Regulatory changes mean smaller FairPoint penalties

Regulatory reforms passed earlier this year in Maine, New Hampshire and Vermont reduce the potential penalties FairPoint Communications could incur for falling short of service standards by more than $31 million a year, the company said Wednesday.

The reduced penalties come from legislation in Maine and New Hampshire and the Vermont Public Service Board’s approval of its four-year regulatory plan, the company said.

The changes in the three states reduce the penalties the company could face for failing to meet specific quality performance standards. The potential penalties have been cut by $12.5 million in New Hampshire, $10.5 in Maine and $8.8 million in Vermont, the company said.

The changes also allow more pricing flexibility, said CEO Paul Sunu, making the company more competitive in the marketplace a year and a half after emerging from bankruptcy.

“The reforms recognize the need to promote a competitive marketplace and they encourage innovation and continued investment in telecommunications services,” he said. 

Housing market news sends stocks up for second day

A new sign of recovery in the housing market and strong corporate earnings sent stocks higher for a second day.

The Dow Jones industrial average rose 103.16 points, or 0.8 percent, to 12,908.70 on Wednesday, a strong showing for what has been a mediocre July so far. The index has risen four times in the last 12 trading days.

“The market expects bad news, so when it doesn’t get it, it rises,” said John Manley of Wells Fargo Advantage Funds. “Earnings haven’t been disastrous for the quarter.”

A big gain by Intel after it posted a strong earnings report drove up technology stocks, especially other chip makers. Those companies, plus industrials, were responsible for much of the market’s gains. The Nasdaq composite climbed 32.56 points, or 1.1 percent, to 2,942.60. The Standard & Poor’s 500 index rose 9.11 points, or 0.7 percent, to 1,372.78. 
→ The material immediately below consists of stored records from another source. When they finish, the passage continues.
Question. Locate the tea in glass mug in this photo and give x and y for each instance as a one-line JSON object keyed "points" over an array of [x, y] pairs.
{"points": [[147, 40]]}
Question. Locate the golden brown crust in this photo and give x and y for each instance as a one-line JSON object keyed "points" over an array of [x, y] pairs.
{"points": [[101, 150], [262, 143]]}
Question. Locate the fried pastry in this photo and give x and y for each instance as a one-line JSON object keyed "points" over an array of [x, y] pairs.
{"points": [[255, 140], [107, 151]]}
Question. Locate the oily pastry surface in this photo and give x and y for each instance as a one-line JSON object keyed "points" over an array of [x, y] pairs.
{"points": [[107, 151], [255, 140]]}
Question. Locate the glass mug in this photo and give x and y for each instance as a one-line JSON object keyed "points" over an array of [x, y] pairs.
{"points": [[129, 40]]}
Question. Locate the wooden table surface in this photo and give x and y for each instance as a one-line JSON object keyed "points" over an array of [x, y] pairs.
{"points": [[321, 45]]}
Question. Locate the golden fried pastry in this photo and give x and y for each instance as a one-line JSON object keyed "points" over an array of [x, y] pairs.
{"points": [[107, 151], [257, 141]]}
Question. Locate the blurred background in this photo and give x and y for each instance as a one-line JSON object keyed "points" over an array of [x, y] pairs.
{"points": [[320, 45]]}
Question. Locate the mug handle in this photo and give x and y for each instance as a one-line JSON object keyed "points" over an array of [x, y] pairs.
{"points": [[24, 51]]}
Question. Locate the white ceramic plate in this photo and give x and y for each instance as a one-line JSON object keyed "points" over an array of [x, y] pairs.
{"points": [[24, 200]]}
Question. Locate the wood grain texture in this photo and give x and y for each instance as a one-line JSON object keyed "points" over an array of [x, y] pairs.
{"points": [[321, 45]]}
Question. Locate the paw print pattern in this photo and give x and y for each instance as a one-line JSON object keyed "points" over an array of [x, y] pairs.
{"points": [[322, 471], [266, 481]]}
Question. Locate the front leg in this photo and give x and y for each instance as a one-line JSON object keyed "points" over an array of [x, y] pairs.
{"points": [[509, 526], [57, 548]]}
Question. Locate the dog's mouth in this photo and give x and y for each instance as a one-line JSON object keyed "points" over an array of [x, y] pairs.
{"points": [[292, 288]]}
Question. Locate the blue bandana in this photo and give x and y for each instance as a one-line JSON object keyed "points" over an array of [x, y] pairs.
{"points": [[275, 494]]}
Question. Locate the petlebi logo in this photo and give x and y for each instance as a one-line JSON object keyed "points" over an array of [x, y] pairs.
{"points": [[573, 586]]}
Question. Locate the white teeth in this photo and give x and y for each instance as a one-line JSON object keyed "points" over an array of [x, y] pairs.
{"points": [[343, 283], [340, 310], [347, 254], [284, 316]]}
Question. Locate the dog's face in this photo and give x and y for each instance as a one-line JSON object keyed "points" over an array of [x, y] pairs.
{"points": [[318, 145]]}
Oversight group names potentially risky exchanges

Federal regulators have tagged eight exchanges and clearinghouses that settle trades as potential threats to the stability of the financial system that need strict government oversight.

They include the Chicago Mercantile Exchange, the Depository Trust Co., the National Securities Clearing Corp. and the Options Clearing Corp.

The announcement was made Wednesday by the Financial Stability Oversight Council, a group of the top regulators that includes Treasury Secretary Timothy Geithner and Federal Reserve Chairman Ben Bernanke. The action was mandated by the 2010 financial overhaul law.

The agencies that regulate the exchanges and clearinghouses will set rules for them to manage risks.

The move came as the oversight group issued an annual report that identifies the European debt crisis, weak economic growth around the world and U.S. money-market mutual funds as risks to U.S. financial stability.

Weaknesses in money-market funds were exposed when a large fund collapsed in 2008 during the financial crisis. That created a scare that led the government to temporarily guarantee money fund assets so investors could be assured they’d be protected from losses.